16 The length of the non-parole period fixed by the sentencing Judge has to be looked at in the light of the whole of the circumstances, including the relatively generous head sentence set by the sentencing Judge. Also, while it is true that the applicant's father does appear to be in ill health, there is nothing to suggest that he cannot adequately be cared for in the applicant's absence. There is nothing before us to say whether or not the applicant's relationship with his fiancée subsists. There is consequently nothing in these factors, taken together with the others to which I have referred and the undoubted hardship which will be suffered by the applicant in serving his sentence away from his home country, which could be said to vitiate the exercise of the sentencing Judge's discretion. Sight should not be lost of the fact that the discretion which the law commits to sentencing Judges is of vital importance in the administration of our criminal justice system and that a Court of Criminal Appeal may not substitute its own opinion for that of a sentencing Judge merely because it would have exercised its discretion in a different manner: Lowndes v The Queen (1999) 195 CLR 665, at 671-672; Dinsdale v The Queen (2000) 202 CLR 321, at 329.

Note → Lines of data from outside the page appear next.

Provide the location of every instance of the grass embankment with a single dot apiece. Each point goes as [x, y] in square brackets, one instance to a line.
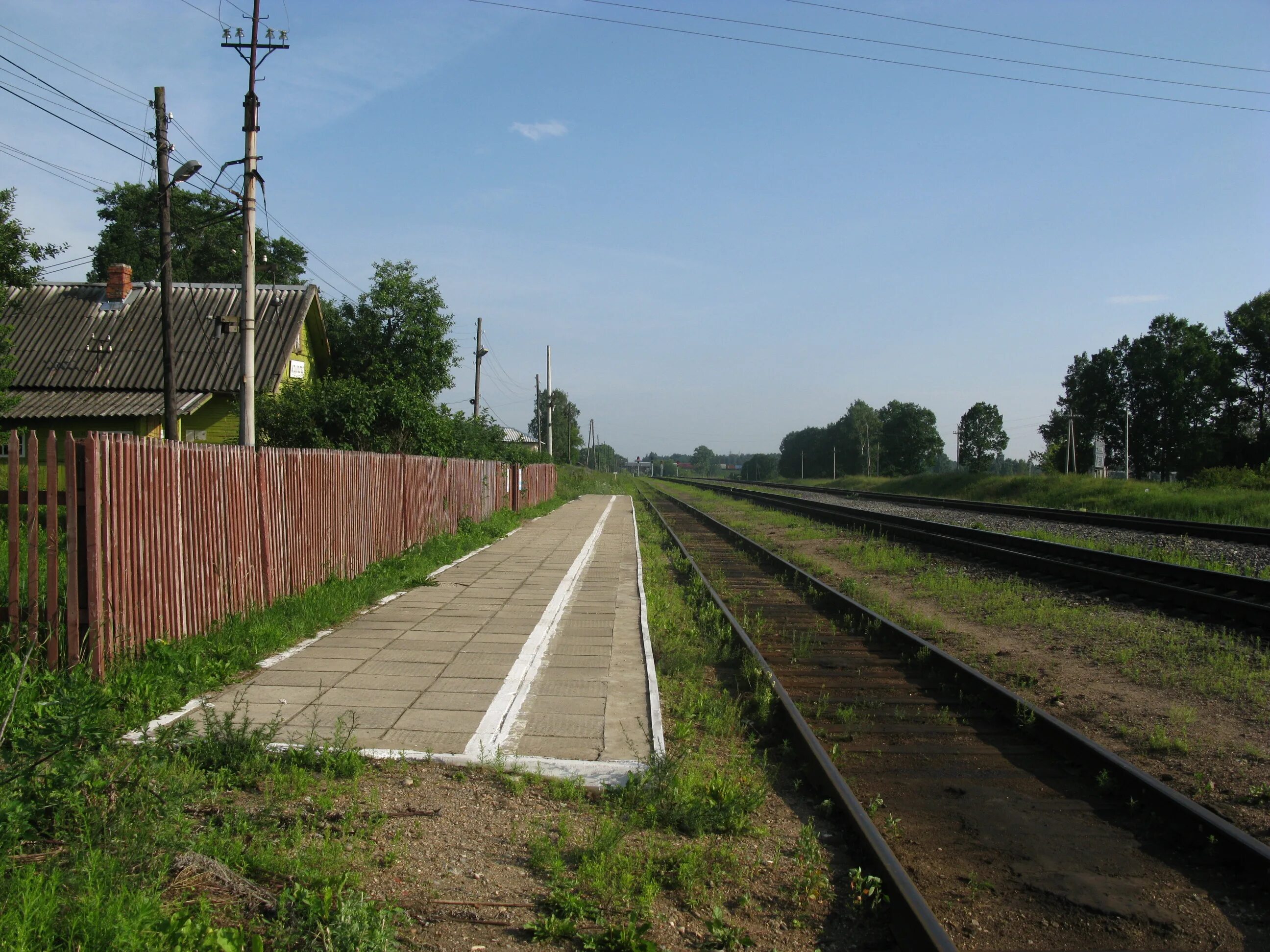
[1145, 649]
[93, 832]
[89, 828]
[1164, 500]
[686, 842]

17 As to the applicant's reliance upon the case of Thom, that case is, of course, one of many in this area of the law. To take but one other example, in "X" v The Queen above, the applicant, a Swiss national and a resident of Thailand, pleaded guilty to an offence of importing into Australia some 224.2 grams of pure heroin. At the request of a person in Thailand he had travelled from Thailand to Switzerland to obtain a new passport. He had then returned to Bangkok where he obtained the heroin and took it to Perth. He had arranged to meet the supplier in Perth and to hand the heroin over to him in return for a fee of $10,000 plus the payment of his expenses. On being arrested he cooperated fully with the police, participating in a meeting with the supplier which was secretly tape-recorded. The sentencing Judge fixed a starting point of 12 years' imprisonment and reduced that to a period of 7 years and 4 months to allow for the early plea of guilty and the applicant's cooperation with the police. She fixed a minimum term of 5 years' imprisonment. On a subsequent appeal the Court of Criminal Appeal declined to interfere with the head sentence. More importantly, for present purposes, the Court was prepared to alter the non-parole period only by a period of 3 months, to a period of 4 years and 9 months. This was done solely to conform to the
(Page 9)
- statutory requirement that the minimum term should not exceed two-thirds of the head sentence. It is consequently apparent that each of those cases, as with all such cases, turned upon its own facts and circumstances. Neither is determinative of this case.
18 That leaves the issue of what is now said by the applicant to be the misinformation which was provided to the sentencing Judge as to his level of cooperation with the police. It is enough for me to say, in that respect, that even assuming that the applicant's level of cooperation was as he now describes it to be (the respondent disputes this, contending that his cooperation was very limited indeed), and assuming also that the sentencing Judge's discretion miscarried as a consequence of the misinformation provided to her, I would not, in all of the circumstances of the case, be prepared to impose any different head sentence or non-parole period. I am unable to accept that the requirements of justice would be satisfied by any lesser sentence or shorter non-parole period. There would consequently be no utility in a grant of leave to appeal (see s 689(3) of the Criminal Code) and I would refuse leave to appeal.